All is not lost for SM.  In a related action, SM sued seeking a declaration that the Partnership was dissolved upon the resignation of the last of the original General Partners.  Nassau County Commercial Division Justice Murphy denied the Partnership’s motion to dismiss that action.

It’s tempting to dismiss SM Owner as a cased confined to the peculiar language of its partnership agreement.  I think there’s more to it.

In a 2022 post, Frank McRoberts discussed New York’s public policy against unreasonable transfer restrictions.  Frank summarized the caselaw (in both the Corporate and Partnership context) as follows: “[E]quity in a closely-held partnership, corporation, or limited liability company is valuable personal property. Under this principle, a transfer restriction . . . or buy-sell agreement that would impose a “forfeiture” (Atlantis), cause an ownership interest to become “void,” result in “annihilation of property” (Lam and Rafe), or “bestow a windfall” (Lipper and Cole), is vulnerable to attack as unenforceable under public policy.
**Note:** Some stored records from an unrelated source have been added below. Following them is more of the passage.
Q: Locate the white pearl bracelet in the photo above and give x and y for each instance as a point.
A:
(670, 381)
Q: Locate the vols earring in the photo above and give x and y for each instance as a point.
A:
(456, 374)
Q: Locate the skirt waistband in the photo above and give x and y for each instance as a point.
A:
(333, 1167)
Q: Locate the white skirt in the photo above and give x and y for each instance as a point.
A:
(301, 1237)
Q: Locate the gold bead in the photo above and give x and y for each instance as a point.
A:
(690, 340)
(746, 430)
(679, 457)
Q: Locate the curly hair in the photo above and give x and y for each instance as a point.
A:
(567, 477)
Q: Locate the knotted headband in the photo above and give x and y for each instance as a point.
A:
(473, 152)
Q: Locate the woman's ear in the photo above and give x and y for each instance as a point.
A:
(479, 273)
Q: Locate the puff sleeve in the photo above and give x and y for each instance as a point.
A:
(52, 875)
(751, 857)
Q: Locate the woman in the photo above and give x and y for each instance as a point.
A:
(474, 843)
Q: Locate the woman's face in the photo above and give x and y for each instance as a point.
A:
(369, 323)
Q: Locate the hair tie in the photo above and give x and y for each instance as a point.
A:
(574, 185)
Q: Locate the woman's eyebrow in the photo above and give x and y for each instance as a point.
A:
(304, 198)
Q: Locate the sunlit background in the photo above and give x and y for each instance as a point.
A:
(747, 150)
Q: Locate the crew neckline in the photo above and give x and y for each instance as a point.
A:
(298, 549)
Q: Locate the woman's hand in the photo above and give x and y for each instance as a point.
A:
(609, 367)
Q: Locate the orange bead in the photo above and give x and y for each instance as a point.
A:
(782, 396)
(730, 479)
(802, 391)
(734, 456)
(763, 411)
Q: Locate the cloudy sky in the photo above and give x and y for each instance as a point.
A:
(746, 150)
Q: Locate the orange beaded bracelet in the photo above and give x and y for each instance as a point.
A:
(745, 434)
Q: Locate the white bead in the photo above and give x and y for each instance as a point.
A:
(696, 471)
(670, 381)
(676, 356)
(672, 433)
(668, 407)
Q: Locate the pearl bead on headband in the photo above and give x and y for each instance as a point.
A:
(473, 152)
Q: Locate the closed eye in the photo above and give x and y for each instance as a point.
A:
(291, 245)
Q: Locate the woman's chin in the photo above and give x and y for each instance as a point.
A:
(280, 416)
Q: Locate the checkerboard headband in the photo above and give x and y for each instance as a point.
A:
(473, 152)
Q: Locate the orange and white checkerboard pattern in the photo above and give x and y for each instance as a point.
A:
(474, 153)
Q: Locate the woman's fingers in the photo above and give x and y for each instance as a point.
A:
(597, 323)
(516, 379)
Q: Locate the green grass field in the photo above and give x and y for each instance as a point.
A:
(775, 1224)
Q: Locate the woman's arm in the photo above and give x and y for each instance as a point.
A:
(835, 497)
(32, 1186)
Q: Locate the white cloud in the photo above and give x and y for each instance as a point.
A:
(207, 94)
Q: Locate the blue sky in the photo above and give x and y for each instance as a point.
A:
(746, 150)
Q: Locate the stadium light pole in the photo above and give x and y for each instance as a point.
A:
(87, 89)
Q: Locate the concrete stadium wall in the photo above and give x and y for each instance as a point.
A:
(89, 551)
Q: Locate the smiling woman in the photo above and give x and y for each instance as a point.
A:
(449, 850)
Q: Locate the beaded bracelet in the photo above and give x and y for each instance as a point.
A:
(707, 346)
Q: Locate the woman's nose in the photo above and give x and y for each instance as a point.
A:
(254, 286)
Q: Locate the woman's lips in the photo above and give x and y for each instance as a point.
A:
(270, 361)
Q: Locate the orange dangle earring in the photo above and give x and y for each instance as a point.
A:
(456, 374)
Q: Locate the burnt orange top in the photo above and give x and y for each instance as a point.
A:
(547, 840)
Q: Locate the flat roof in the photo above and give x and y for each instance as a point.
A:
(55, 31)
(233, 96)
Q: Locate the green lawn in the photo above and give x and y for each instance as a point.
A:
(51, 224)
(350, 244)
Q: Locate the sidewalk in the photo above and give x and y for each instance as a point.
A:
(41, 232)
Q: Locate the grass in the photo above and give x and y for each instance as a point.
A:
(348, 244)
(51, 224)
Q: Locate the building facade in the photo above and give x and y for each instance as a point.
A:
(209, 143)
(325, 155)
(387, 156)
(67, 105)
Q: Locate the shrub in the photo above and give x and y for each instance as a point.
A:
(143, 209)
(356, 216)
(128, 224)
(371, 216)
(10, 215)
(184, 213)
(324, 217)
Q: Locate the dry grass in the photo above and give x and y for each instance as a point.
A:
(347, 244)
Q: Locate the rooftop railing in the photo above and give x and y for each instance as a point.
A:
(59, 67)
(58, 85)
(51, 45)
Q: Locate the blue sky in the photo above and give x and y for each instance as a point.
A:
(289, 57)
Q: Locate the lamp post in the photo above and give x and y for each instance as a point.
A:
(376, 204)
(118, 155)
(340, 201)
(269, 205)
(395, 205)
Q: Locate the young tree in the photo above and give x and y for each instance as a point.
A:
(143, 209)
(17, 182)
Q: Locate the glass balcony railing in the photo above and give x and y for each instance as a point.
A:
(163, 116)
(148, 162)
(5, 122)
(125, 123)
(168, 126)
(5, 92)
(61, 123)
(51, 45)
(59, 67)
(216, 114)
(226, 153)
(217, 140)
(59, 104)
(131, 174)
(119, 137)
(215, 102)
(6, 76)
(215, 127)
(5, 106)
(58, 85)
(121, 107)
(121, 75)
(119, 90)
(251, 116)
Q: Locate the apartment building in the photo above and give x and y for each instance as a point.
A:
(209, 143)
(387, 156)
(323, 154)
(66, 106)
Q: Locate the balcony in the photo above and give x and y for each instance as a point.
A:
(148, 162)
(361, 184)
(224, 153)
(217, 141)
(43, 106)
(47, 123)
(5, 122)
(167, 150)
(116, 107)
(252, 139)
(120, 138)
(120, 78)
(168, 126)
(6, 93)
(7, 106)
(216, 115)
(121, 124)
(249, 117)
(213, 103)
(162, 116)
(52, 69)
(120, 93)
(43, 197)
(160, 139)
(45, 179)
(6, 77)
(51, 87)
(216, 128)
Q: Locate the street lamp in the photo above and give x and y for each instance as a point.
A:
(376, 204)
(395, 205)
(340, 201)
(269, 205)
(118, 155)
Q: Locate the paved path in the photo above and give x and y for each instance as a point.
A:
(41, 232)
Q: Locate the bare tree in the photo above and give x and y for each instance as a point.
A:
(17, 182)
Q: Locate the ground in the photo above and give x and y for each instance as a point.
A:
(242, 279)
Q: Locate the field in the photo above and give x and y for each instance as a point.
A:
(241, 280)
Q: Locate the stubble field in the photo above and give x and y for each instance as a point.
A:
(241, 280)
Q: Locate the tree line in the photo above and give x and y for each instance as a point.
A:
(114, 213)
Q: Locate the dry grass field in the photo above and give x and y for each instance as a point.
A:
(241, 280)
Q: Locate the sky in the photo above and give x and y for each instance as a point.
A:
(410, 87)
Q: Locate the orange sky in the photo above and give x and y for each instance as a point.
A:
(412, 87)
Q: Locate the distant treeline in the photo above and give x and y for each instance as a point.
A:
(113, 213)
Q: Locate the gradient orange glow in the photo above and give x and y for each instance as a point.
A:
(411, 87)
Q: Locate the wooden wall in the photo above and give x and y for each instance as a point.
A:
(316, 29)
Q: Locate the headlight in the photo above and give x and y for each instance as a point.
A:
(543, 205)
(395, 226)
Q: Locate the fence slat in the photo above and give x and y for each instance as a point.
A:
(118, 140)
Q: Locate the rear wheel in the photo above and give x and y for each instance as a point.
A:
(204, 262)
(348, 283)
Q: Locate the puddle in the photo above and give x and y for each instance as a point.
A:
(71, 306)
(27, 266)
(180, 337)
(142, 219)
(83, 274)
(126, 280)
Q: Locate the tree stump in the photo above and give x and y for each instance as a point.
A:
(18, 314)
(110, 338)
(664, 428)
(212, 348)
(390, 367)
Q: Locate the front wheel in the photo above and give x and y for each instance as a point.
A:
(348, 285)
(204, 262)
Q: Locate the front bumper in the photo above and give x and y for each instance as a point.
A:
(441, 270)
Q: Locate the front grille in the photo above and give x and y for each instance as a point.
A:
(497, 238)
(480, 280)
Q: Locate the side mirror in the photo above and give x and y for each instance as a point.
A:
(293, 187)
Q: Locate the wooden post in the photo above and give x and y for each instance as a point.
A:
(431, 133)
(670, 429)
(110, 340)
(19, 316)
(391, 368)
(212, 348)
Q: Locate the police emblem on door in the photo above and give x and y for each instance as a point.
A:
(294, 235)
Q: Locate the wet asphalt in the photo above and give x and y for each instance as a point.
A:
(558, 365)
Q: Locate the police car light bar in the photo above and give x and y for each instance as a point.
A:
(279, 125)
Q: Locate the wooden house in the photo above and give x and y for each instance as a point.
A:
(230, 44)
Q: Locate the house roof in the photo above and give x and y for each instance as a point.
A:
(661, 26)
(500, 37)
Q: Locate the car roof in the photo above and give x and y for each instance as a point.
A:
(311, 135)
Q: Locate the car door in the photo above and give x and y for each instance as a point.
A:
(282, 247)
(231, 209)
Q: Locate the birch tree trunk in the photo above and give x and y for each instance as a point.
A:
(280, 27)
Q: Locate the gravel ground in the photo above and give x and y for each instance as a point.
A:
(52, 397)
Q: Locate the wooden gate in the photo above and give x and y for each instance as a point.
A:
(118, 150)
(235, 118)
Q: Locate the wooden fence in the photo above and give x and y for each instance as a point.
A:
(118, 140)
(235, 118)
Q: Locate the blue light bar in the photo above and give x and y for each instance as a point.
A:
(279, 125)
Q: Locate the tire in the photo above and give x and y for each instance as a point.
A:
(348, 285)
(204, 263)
Through that prism, it’s easier to see where the holding in SM Owner gets interesting, on two fronts:

First, the requirement in Article Eighteenth that assignments of economic interests only are “valid only with the consent of the General Partners” sits in uneasy tension with the judiciary’s longstanding skepticism toward restraints that unduly burden the alienability of ownership interests.

Second, the case highlights the reality that even where assignments are permitted, the economic benefits of ownership remain subject to the whims of the majority. Here, the General Partners’ decision to extend the partnership’s existence for another forty years postponed a substantial payout to the assignees for decades.

Link to A Partner or an Owner of a Partnership Interest? A Partner or an Owner of a Partnership Interest?

In the end, SM Owner shows the two competing views of closely held business ownership.  The first, that an ownership interest in a closely held business is a personal property right—one whose transferability lies at the core of its value.  And the second, that no business owner should be forced into the boardroom with individuals not of his or her choosing. Friction between those views often rewards those who remain in control of the business.